CAMBRIDGE – The price of oil has fallen more than 25% in the past five months, to less than $80 a barrel. If the price remains at this level, it will have important implications – some good, some bad – for many countries around the world. If it falls further, as seems likely, the geopolitical consequences on some oil-producing countries could be dramatic.
The price of oil at any time depends on market participants’ expectations about future supply and demand. The role of expectations makes the oil market very different from most others. In the market for fresh vegetables, for example, prices must balance the supply and demand for the current harvest. By contrast, oil producers and others in the industry can keep supply off the market if they think that its price will rise later, or they can put extra supply on the market if they think the price will fall.
Oil companies around the world keep supply off the market by reducing the amount of oil that they take out of the ground. Oil producers can also restrict supply by holding oil inventory in tankers at sea or in other storage facilities. Conversely, producers can put more oil on the market by increasing production or by running down their inventories.
The market expectations reflected in today’s price reflect lower future demand and increased future supply.
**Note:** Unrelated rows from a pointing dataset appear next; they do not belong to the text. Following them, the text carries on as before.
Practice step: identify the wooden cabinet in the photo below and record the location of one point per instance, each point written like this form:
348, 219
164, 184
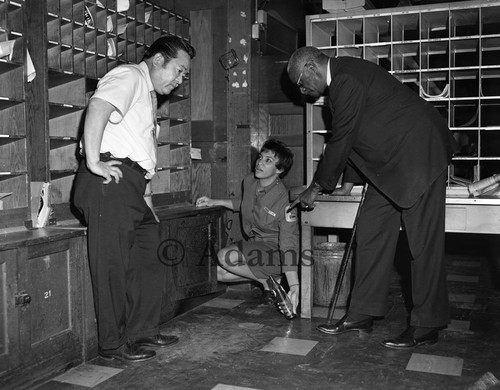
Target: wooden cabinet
447, 53
191, 238
43, 327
Lower demand reflects both the current weakness of economic activity, particularly in Europe and China, and, more important, the longer-term changes in technology, which will increase cars’ fuel efficiency and induce the use of solar power and other non-oil energy sources. The increase in the future potential supply of oil reflects new output produced by fracking, the development of Canada’s tar sands, and Mexico’s recent decision to allow foreign oil companies to develop the country’s energy sources.